Some Muslims have been angered by his statement, arguing that owners of discotheques and restaurants must close their businesses, particularly during the daytime, to show respect for Muslims, who form the majority in the country. Such dissenters have also compared Ramadhan to the Balinese Hindu celebration Nyepi, when even the airport in Denpasar does not operate.
With this logic, Muslims who raid discotheques or food stalls want to be treated like pecalang (traditional Balinese guardians of rituals) when Balinese Hindus observe Nyepi. In a more advanced argument, they refer to a “collective right” (as opposed to individual rights) for Muslims in Ramadhan to be respected as Hindus are during Nyepi.
First of all, let’s analyze why they use this majoritarianism-framed argument or “collective right” language more than a religious -based argument.
It is because there is in fact no Islamic scripture-based or traditional Islamic jurisprudence (Fiqh)-based justification for prohibiting restaurants from operating during Ramadhan, let alone raiding them.
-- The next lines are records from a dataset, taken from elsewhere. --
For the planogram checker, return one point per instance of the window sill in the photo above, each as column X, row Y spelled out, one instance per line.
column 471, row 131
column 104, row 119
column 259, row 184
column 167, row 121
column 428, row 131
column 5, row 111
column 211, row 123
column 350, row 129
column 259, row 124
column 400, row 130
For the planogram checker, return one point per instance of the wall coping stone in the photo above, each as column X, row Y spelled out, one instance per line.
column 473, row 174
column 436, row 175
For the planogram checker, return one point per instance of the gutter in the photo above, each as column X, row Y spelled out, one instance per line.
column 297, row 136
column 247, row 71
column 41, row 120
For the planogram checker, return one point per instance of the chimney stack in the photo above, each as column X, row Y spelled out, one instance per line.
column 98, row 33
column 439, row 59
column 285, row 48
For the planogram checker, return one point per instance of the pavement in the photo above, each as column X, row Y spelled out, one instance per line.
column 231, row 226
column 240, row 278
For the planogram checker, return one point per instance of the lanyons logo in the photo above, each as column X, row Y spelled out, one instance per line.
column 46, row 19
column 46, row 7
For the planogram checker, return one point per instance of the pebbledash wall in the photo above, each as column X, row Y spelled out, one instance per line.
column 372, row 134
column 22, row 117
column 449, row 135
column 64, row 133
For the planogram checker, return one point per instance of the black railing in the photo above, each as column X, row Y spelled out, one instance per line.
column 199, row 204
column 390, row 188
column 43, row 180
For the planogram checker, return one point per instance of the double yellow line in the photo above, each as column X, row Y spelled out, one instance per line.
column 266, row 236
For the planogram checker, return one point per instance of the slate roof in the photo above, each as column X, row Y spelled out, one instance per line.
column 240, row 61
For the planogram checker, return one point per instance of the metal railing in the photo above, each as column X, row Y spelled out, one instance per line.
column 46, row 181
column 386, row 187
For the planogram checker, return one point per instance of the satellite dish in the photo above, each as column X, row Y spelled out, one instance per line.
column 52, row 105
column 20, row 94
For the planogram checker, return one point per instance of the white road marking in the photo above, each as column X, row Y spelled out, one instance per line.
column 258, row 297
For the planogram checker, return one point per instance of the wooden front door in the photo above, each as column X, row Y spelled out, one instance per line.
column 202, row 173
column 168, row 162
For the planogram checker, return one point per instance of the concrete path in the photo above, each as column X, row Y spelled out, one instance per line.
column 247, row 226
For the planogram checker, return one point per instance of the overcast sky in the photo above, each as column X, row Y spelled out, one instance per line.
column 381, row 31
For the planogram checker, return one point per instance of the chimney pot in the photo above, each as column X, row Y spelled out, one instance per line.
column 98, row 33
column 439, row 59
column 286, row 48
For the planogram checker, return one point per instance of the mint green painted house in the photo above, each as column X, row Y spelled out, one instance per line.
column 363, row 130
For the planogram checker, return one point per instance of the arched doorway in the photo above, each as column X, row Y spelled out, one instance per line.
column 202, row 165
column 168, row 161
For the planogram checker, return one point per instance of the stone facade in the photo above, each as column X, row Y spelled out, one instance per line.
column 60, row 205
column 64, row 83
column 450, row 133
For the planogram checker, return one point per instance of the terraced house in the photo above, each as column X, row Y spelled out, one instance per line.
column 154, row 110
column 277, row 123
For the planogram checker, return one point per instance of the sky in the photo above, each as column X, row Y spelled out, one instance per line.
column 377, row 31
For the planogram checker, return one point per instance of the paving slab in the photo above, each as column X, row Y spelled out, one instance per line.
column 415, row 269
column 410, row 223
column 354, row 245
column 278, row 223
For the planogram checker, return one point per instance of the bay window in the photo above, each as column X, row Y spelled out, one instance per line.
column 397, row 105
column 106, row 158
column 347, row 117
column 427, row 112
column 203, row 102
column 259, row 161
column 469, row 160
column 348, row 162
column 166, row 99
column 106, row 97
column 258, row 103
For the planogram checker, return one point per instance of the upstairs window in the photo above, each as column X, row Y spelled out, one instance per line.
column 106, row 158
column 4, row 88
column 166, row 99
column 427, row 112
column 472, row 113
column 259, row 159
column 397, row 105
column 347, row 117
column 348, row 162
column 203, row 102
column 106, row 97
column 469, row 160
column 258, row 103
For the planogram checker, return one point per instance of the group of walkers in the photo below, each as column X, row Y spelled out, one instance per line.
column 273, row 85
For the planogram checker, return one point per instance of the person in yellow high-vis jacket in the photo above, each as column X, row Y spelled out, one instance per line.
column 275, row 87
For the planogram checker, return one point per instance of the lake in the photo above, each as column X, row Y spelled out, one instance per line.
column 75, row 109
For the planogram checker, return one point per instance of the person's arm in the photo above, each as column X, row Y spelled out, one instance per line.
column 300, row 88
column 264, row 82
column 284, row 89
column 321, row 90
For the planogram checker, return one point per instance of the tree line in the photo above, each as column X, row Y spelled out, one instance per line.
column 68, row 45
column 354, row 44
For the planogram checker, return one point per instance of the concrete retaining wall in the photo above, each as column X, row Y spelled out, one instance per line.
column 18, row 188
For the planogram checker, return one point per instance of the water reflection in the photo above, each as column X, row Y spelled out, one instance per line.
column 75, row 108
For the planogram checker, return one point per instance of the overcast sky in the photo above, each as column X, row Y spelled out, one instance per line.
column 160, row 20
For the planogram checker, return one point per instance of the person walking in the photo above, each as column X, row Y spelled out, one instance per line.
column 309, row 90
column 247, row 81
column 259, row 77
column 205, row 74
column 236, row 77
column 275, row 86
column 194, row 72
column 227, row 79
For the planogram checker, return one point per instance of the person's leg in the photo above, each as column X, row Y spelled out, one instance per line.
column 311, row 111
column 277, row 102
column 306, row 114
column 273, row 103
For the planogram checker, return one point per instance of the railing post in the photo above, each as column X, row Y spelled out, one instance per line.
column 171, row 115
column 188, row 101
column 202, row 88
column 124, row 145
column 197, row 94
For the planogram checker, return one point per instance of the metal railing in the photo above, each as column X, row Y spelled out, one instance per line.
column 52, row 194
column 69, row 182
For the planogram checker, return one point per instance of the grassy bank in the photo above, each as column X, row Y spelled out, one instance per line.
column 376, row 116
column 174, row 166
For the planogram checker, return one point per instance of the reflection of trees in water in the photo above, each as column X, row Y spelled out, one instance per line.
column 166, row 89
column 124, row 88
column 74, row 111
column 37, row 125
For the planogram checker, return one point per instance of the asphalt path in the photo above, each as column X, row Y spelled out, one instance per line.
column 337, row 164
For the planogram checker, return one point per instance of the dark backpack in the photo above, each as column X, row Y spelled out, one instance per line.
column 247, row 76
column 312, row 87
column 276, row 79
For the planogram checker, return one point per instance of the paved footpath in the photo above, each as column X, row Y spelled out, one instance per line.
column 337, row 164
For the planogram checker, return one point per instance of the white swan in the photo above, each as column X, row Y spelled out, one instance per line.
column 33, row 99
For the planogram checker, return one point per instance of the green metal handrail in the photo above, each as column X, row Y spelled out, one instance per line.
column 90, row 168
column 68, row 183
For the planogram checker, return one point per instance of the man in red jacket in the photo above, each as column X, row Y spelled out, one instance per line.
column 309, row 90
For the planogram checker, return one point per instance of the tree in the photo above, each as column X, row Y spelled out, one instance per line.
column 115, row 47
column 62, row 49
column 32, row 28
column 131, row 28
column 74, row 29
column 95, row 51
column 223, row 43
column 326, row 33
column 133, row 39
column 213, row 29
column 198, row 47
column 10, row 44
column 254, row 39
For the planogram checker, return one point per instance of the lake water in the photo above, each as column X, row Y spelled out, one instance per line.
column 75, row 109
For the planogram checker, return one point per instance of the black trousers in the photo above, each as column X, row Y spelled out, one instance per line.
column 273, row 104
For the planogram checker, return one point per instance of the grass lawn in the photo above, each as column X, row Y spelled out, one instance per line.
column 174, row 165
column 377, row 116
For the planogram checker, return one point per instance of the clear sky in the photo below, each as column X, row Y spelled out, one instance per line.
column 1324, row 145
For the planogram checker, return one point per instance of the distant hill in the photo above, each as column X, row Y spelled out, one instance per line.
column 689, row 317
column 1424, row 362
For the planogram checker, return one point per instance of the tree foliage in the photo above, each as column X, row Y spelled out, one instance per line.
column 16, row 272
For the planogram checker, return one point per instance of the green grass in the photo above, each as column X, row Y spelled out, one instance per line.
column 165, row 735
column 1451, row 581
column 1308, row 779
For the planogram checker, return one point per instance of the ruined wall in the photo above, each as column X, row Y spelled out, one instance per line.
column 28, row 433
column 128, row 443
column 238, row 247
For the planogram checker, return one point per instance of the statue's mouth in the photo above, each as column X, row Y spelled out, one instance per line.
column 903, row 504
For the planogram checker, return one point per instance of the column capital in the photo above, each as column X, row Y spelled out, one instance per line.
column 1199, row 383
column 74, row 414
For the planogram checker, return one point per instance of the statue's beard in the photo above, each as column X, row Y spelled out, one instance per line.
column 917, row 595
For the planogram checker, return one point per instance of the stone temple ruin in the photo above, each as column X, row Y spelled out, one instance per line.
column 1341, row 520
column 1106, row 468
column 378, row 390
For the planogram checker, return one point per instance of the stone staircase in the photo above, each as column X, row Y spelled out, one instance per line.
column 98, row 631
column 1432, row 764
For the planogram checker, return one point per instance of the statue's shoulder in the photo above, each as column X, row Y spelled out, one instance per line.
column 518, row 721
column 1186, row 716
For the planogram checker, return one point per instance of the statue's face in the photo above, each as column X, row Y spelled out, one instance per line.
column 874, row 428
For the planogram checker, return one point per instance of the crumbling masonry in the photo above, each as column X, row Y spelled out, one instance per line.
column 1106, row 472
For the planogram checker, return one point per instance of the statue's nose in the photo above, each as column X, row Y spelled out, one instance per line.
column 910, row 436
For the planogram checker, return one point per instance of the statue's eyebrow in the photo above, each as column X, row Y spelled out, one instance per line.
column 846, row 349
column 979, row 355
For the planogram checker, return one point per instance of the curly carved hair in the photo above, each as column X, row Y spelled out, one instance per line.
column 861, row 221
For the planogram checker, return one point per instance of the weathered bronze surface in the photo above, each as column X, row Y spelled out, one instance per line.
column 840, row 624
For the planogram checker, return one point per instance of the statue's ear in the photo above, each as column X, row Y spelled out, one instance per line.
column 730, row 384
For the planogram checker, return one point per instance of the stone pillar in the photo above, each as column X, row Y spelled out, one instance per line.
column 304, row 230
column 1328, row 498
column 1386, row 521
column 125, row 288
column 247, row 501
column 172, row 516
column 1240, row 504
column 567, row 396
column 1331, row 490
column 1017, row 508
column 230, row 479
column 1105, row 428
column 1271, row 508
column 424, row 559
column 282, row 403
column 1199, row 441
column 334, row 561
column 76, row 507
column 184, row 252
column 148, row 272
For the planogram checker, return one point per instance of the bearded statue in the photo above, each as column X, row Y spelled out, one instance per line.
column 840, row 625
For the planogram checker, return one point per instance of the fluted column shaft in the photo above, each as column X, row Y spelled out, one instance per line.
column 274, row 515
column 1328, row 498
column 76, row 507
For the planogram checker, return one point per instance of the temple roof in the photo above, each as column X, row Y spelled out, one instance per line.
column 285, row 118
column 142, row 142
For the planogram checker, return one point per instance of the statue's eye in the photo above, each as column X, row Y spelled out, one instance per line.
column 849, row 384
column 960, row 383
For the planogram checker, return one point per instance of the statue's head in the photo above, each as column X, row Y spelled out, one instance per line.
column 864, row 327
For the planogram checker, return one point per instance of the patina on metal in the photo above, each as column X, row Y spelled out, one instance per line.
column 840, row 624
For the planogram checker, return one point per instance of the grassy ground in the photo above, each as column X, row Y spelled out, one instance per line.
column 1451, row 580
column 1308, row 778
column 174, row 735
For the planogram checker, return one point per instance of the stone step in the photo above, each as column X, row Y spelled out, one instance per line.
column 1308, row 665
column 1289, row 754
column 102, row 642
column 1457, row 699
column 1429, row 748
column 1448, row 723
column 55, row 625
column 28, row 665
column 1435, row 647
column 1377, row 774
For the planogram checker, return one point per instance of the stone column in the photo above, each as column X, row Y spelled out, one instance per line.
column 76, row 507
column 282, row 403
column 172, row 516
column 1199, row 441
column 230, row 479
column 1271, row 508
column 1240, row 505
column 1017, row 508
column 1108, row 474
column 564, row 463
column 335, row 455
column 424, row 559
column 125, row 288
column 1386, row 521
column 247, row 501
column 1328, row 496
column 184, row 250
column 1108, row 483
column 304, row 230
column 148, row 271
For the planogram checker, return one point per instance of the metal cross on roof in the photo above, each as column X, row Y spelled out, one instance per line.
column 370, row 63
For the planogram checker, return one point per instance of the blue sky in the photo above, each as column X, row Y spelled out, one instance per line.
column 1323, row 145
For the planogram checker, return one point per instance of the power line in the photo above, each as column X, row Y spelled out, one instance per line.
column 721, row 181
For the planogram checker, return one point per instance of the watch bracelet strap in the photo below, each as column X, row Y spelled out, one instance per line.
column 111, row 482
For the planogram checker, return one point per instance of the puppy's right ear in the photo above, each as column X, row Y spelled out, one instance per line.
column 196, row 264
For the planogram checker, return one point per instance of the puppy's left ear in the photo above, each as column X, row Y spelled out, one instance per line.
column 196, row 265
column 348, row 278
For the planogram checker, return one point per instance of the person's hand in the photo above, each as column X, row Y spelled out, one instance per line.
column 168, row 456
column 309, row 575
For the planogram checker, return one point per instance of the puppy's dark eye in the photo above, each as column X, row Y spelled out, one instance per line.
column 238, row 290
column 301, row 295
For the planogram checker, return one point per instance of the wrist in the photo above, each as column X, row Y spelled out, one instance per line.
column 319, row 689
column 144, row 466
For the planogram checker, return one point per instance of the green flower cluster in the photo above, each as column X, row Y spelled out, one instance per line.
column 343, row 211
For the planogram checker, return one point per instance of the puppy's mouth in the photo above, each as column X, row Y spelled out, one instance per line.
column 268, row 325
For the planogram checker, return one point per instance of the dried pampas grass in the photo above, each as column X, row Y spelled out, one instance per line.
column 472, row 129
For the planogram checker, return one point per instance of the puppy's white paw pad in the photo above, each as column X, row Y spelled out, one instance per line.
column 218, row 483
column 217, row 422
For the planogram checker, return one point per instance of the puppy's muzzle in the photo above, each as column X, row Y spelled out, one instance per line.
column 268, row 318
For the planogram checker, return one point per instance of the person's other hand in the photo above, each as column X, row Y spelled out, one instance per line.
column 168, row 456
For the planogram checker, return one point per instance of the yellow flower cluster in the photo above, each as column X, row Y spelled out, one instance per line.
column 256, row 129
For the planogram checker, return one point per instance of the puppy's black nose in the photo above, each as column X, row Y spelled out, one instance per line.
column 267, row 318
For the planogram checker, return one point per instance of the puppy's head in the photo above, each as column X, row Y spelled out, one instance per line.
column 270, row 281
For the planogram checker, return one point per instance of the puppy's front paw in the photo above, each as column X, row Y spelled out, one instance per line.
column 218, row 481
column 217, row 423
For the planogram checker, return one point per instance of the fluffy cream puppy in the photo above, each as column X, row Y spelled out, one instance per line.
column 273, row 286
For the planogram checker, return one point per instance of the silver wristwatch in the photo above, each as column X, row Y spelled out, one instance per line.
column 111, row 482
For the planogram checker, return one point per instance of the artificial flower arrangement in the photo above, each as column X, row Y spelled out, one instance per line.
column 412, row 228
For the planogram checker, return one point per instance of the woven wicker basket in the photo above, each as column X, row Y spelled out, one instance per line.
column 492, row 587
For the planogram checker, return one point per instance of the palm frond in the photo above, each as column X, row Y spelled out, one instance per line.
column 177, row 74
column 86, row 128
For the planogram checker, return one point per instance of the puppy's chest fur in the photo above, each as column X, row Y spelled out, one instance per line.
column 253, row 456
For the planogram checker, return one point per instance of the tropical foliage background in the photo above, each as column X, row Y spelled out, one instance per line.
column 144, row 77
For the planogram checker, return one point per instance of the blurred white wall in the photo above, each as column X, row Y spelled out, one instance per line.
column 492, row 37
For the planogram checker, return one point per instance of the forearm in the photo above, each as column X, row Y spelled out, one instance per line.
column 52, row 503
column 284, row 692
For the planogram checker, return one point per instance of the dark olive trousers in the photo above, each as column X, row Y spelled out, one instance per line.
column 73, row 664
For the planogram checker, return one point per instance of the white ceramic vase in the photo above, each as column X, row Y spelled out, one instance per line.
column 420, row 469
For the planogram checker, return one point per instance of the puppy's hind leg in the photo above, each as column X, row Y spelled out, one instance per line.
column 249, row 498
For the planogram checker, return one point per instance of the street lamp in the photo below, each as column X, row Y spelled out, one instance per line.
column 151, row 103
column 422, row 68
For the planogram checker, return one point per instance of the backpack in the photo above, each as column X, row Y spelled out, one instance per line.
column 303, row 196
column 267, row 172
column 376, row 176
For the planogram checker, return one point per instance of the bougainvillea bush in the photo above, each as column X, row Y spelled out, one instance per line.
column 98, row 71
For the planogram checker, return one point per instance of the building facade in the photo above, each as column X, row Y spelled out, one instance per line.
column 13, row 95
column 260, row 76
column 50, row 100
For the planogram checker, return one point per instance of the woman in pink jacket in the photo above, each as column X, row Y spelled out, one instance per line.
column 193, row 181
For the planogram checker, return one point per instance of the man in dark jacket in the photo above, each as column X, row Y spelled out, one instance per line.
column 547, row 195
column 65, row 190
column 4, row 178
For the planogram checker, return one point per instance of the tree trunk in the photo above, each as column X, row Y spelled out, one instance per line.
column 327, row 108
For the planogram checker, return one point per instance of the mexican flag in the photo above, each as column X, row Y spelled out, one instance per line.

In fact, Islamic fasting is essentially individualistic, rather than collectivistic or communal. Fasting in Ramadhan, despite being an Islamic obligation, has no public dimension, unlike other Islamic pillars. The five prayers (Salat), for example, are partly communal, since they can be and are encouraged to be performed congregationally (Jamaah).
Zakat (alms-giving) certainly has a public dimension, as it must be paid to one of the eight categories of recipients (Mustahiq). Hajj (pilgrimage to Mecca) is also performed publicly. This is actually among the reasons why, at least in the traditional Fiqh, there is a worldly punishment for those who do not perform Salat and Zakat. Classical Muslim history cites a war against those who did not pay Zakat during the reign of the first caliph.
However, there is no worldly punishment for Muslims who do not fast during Ramadhan, even in the traditional Fiqh. There are expiations called Fidya and Kaffara for violating the fast, but they are more about voluntary compensation and a matter of individual religiosity, rather than of public punishment.
I have not found any historical record in the Muslim classical tradition that food stalls were ever raided because they operated in daylight hour during Ramadhan, as they have been in the recent past by groups such as the Islam Defenders Front (FPI).
Furthermore, while Salat, Zakat and hajj are active religious observances, fasting is a passive ritual. In Arabic, fasting is called Sawm or Siyam, which etymologically means to abstain or refrain. To fast in Islam, thus, is not to eat, drink or engage in conjugal sexual relationships from dawn (Fajr) to sunset (Maghrib). Observance of fasting is not visible, as it is a passive action.
In addition, fasting is entirely about the individual’s relationship with God, not with other individuals. In a remark of the Prophet (Hadith Qudsi) often reiterated by Muslim preachers, it is narrated that God said, “Fasting is for Me and it is I Myself who will give the reward for it” (as-sawm ly wa Ana ajzi bih).
The purpose of fasting, as described in the Quran (2:183), is for Muslims to develop the quality of their religiosity and to attain Taqwa or consciousness of God — which has a close meaning to the word Puasa (Indonesian for fasting), coming from the Sanskrit Upavasa, meaning “to be seated near [God]”. Embedded in observances of fasting across religions is the idea that materialism (preoccupation with physical needs and pleasures) can divert humans from God.
In short, fasting is about the individual’s relationship to God. Those Muslims who want to be respected while fasting may learn from Christianity. Jesus (considered a prophet by Muslims), as recorded in Matt. 6:16, said, “When you fast, do not look somber as the hypocrites do, for they disfigure their faces to show others they are fasting”.
It seems Muslims demanding respect for fasting Muslims are simply demanding everyone notice their supposed piety. Yet this contravenes the very meaning of fasting, which entails a rejection of worldly desires and material ambitions. Also, to return to the analogy, Nyepi to Hindus is not like fasting to Muslims since Nyepi, which means “being silent or quiet”, has a public dimension (as any public noisy activities are against the spirit of Nyepi), while Muslims can and must continue to work through the fasting period.
Finally, fasting is far meaningful when it is exposed to temptations. When there is no food, one has no option but to fast.
Religiosity is more valuable when there is freedom to sin.
Azis Anwar Fachrudin is a graduate student at the Center for Religious and Cross-cultural Studies (CRCS), Gadjah Mada University, Yogyakarta.